La mañana en el hotel se extendió, porque nos encaprichamos con visitar Transnistria, una república separatista dentro de Moldavia. La figurita difícil del mapa europeo. Y hubo llamadas a embajadas, cálculos de calendario, todo sobre la cama dos plazas transformada en sala de operaciones, mapa de Europa del Este extendido….
Al mediodía conocimos a Marín, nuestro anfitrión. Era diseñador de muebles y vivía en un loft del que nos prestó una llave. Marín piensa que Plovdiv es la capital europea de los gatos gordos. Que él piense eso, que viva donde vive —y como vive— certifica la fama de Plovdiv.
Porque todo país tiene una capital y una segunda ciudad que le hace sombra en cuanto a arte y bohemia. Plovdiv es precisamente eso, la sombra tremebunda del lado frustrado de Sofía, su alter urbis artista. Como si existiera esa expresión.
Algunos llaman a Plovdiv la París de los Balcanes. Creen fervientemente en sus cafés bohemios, en su aureola de galerías de arte desparramadas en el centro histórico, el Stariot Grad. Hay que ver la mirada de los café-bebientes para saber si un sitio es bohemio, hay que asegurarse de que estén bailando ante ideas insensatas, de que carguen guitarras y enormes celos como en vía crusis.
Que los artistas estén vivos, y no sean bustos de bronce. Como Dimitar Kirov, pintor de 80 años que pateó la escena del arte abstracto en los París de los sesentas, donde llegó a retratar a Dalí. Los galeristas parisinos, al ver su talento, lo invitaron a radicarse, pero él siempre regresó a Plovdiv, donde sigue fumando habanos junto a su mujer, una bailarina 44 años menor. Esos personajes dan vueltas por Plovdiv.
Almuerzo callejero de arroz con trozos de cerdo salteado en un fastfood chino, y seguimos recorriendo. Es otoño y hay muchos capotes, paraguas y hojas como fuegos tibios que empapelan empedrados y cubren los automóviles como en un contraataque. Escucho violines que vienen de una escuela de arte. Las casonas búlgaras del siglo XIX crecen sobre nuestras cabezas, se arquean con vigas hermanas de la niebla.

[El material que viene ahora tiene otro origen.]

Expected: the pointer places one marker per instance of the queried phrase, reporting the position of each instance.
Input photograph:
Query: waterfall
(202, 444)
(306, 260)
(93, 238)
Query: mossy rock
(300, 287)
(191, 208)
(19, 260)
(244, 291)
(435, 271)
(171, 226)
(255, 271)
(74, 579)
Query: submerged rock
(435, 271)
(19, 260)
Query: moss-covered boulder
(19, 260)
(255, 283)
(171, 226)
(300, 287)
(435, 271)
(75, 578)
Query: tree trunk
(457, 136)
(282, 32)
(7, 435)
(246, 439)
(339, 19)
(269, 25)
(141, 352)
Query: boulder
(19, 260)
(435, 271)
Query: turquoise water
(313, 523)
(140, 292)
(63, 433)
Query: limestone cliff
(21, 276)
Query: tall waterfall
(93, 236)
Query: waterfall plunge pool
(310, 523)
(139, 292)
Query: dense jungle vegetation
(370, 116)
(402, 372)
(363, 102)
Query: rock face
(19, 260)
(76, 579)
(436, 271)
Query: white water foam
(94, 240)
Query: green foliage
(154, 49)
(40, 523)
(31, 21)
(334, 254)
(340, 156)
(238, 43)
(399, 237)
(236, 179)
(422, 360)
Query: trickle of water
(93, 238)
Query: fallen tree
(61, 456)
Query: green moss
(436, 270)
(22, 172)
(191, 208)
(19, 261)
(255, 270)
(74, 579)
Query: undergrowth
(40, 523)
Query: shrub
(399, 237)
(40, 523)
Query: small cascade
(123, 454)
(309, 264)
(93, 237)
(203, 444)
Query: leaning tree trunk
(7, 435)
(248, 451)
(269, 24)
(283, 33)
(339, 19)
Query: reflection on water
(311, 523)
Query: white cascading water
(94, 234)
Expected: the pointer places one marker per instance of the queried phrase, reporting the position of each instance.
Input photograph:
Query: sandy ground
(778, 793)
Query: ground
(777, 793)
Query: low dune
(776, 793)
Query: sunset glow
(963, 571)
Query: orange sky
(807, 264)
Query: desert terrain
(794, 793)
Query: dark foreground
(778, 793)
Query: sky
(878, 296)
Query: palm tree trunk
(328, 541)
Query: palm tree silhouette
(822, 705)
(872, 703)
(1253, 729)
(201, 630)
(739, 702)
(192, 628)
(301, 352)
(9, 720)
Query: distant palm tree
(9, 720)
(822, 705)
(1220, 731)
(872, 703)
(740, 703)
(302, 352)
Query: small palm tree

Plovdiv fue una ciudad tracia antes que romana. Cuando comenzó a caldearse la independencia, fue motor y corazón del revival nacional. En Sofía había aprendido que Bulgaria había logrado su independencia gracias a la Guerra Turco-Rusa (1878). Lo que no sabía es que ésta no había sido automática, y que toda la zona de Plovdiv había pasado a ser una región autónoma dentro del Imperio Otomano, que fue conocida como Rumelia Oriental, y que duró hasta 1908. Rumelia deriva de Roma. Así llamaban los turcos a sus posesiones europeas, que habían estado alguna vez bajo la soberanía romana.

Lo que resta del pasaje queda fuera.